Pourtant, des solutions existent : sensibilisation, mentorat, coaching post-embauche, subventions à l’adaptation du poste de travail… mais elles sont sous-utilisées. Trop peu connues. Trop peu promues. L’employabilité ne dépend pas seulement des compétences de la personne, mais aussi de l’ouverture du système qui recrute.

Culture et loisirs : encore trop d’obstacles invisibles

Sortir, aller au cinéma, à un concert, dans un parc, au restaurant. Des gestes simples ? Pas pour tout le monde. Entre les marches à l’entrée, les toilettes inaccessibles, l’absence d’audio-description ou de sous-titrage, l’exclusion reste souvent la règle.

La culture, ce n’est pas juste un luxe. C’est un droit. Et un levier puissant pour se sentir pleinement acteur de la société. Heureusement, de plus en plus de festivals s’équipent, certains musées proposent des visites adaptées, des supports tactiles, des guides en Langue des Signes. Mais il faut chercher, vérifier, souvent appeler “pour être sûr”. Encore une charge mentale à rajouter au quotidien.

Des mentalités qui évoluent… lentement

Les mentalités changent, c’est vrai. Mais trop doucement. Beaucoup associent encore le handicap à l’impossibilité ou à la dépendance. Et tant que cette vision perdure, l’inclusion restera une ambition lointaine.

Mais les choses bougent, grâce à celles et ceux qui prennent la parole, témoignent, agissent. Grâce aux initiatives locales, aux associations qui portent des projets audacieux. Grâce aux citoyens qui regardent au-delà de leurs habitudes et s’ouvrent à d’autres réalités.

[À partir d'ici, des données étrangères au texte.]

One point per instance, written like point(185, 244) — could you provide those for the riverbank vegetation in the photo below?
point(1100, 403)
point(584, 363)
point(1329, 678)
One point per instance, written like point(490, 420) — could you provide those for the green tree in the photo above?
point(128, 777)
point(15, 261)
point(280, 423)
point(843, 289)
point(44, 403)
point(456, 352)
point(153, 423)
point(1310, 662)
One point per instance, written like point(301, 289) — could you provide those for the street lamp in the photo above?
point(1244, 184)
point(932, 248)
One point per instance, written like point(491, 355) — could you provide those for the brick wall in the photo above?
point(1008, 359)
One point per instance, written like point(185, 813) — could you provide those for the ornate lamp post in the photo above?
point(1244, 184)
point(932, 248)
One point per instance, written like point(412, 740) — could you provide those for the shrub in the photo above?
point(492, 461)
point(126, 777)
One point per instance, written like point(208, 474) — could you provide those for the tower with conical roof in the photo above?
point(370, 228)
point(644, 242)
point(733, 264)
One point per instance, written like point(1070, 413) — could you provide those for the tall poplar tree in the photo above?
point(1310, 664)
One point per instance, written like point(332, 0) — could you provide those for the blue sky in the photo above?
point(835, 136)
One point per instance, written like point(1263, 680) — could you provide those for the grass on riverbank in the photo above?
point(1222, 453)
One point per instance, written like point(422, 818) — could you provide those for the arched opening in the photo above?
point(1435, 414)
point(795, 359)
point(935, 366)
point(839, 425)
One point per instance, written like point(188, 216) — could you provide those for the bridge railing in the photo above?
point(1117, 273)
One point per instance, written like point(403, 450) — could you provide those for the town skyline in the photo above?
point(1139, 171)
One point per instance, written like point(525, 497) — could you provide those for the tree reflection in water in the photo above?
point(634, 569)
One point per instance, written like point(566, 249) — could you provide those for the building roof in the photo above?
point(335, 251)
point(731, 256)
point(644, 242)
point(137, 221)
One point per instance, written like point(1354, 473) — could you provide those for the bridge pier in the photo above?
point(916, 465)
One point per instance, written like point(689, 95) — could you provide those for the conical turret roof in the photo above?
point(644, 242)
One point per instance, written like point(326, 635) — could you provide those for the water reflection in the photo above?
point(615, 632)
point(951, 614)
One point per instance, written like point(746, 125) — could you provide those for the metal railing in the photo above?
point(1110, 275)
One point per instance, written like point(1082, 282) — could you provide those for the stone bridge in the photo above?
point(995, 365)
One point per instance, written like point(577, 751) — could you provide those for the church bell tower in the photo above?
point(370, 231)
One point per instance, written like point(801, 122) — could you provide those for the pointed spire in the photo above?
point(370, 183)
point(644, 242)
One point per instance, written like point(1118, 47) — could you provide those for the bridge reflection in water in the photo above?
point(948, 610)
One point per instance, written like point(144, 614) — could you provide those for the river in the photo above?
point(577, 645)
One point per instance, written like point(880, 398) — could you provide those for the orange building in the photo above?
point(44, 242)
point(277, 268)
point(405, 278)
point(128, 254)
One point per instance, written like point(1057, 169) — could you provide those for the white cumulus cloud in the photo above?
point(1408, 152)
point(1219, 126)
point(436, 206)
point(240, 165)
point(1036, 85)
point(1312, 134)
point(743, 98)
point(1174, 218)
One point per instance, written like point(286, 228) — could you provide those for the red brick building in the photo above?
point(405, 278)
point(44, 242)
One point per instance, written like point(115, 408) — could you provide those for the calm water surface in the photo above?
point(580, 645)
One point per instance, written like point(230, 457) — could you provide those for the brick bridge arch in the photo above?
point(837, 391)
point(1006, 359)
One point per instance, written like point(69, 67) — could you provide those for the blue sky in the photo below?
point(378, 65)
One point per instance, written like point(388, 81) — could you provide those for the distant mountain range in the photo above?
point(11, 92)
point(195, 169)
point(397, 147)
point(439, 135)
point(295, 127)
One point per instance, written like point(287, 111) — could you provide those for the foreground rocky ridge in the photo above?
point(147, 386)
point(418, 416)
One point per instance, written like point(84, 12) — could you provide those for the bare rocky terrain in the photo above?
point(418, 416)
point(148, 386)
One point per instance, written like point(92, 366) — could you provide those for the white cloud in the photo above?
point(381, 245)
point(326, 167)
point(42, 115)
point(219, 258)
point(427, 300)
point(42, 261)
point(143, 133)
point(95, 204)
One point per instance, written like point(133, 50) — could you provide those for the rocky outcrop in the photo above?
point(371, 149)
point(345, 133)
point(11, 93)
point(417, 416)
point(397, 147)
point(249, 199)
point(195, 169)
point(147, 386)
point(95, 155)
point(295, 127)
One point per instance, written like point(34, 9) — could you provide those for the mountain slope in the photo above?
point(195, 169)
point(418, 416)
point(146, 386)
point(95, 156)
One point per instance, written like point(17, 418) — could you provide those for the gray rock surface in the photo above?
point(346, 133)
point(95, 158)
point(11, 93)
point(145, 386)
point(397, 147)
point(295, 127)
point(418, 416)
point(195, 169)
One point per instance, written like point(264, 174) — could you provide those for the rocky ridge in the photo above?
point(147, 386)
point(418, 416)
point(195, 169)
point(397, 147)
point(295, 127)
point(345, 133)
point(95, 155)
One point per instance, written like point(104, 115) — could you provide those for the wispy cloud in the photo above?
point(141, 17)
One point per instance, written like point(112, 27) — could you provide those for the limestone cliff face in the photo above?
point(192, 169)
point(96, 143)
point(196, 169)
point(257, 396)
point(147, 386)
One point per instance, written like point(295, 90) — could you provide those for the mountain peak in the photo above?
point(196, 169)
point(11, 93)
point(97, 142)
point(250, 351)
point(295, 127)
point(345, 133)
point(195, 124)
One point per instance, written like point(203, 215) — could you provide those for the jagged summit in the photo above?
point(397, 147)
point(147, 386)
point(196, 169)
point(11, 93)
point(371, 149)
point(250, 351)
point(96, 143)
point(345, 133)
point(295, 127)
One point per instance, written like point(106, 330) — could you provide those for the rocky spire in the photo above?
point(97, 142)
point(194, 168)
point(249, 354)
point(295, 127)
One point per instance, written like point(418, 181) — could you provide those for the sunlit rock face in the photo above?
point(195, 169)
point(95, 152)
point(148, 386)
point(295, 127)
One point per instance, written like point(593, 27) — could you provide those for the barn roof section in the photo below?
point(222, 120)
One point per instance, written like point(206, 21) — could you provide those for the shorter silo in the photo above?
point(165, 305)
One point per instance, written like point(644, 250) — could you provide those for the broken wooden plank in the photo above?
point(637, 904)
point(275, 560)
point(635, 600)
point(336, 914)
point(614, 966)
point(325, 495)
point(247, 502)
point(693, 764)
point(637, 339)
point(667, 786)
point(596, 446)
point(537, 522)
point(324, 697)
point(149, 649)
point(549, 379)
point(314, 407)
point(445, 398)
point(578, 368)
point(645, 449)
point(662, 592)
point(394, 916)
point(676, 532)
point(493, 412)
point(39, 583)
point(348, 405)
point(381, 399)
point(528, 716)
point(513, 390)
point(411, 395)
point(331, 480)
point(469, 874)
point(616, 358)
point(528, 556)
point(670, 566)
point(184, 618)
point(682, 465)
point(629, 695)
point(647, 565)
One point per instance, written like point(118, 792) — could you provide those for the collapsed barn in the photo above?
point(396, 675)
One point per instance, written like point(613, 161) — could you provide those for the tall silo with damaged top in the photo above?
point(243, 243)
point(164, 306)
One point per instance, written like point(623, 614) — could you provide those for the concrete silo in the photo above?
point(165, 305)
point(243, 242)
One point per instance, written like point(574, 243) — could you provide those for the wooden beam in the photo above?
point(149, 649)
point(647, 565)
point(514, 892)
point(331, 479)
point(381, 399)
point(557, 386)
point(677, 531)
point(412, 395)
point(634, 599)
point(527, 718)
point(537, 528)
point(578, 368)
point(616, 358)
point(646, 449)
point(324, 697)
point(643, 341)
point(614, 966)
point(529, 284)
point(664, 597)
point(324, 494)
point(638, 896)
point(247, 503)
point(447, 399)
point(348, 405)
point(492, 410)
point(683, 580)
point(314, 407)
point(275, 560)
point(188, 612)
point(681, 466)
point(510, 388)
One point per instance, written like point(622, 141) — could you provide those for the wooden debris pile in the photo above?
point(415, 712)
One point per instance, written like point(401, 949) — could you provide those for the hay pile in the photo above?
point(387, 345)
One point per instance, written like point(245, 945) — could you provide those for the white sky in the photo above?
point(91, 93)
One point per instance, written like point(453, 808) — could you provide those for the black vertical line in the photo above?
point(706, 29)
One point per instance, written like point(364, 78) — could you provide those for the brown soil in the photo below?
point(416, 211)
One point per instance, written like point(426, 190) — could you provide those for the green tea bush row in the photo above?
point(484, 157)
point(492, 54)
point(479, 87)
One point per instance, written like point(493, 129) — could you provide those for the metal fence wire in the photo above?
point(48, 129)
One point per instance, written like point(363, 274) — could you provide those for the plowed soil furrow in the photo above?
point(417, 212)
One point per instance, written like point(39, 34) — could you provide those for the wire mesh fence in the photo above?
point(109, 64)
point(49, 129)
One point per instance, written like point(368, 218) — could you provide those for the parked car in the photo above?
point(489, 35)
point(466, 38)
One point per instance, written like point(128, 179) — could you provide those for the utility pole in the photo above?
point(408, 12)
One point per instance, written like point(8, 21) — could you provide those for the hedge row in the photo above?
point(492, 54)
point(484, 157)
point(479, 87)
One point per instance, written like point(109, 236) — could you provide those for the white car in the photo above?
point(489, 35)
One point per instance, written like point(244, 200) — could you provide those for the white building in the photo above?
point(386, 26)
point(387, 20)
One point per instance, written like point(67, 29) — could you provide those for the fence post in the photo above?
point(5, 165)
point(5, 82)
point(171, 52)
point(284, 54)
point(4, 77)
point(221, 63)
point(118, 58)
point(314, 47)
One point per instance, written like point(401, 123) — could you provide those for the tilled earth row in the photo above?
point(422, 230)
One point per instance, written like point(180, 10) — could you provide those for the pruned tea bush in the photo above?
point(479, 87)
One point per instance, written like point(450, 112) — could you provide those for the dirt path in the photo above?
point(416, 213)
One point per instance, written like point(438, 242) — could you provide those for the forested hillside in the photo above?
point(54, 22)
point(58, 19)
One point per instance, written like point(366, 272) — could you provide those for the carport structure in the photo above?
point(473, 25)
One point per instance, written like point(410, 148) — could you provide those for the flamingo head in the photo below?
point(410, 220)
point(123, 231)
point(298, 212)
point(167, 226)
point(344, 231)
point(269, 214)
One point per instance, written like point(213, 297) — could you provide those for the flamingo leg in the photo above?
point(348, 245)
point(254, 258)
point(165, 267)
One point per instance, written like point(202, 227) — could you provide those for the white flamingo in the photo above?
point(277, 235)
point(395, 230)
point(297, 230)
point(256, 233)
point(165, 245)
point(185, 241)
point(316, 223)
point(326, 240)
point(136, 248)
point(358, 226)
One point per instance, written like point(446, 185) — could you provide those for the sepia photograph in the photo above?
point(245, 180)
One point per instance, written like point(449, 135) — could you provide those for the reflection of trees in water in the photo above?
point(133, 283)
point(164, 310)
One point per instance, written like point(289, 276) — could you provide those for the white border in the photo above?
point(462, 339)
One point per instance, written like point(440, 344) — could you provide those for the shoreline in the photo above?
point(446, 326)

Chacun peut être acteur de cette évolution. Que vous soyez architecte, enseignant, commerçant ou simple voisin, vous avez un rôle à jouer. Parfois, ça commence par un détail : penser à installer une rampe, former son équipe, écouter sans supposer, demander sans gêne.

Alors, où en est la Belgique ?

La Belgique avance, certes. Mais au rythme de ceux qui n’ont pas de souci pour avancer. Pour les autres, on s’adapte trop lentement. On multiplie les promesses tout en invitant à patienter. Et pendant ce temps-là, les obstacles restent, les opportunités se perdent, les citoyens s’épuisent.

Le chemin est encore long, mais il est tracé. Reste à accélérer le pas. Et pour cela, pas besoin d’attendre un miracle politique ou une réforme salvatrice. Parfois, il suffit de se poser une question simple : “Est-ce que ce que je fais aujourd’hui contribue à une société où chacun peut vivre debout ?”

Parce que oui, une société inclusive, ce n’est pas une idée généreuse. C’est un choix. Pragmatique. Urgent. Et profondément humain.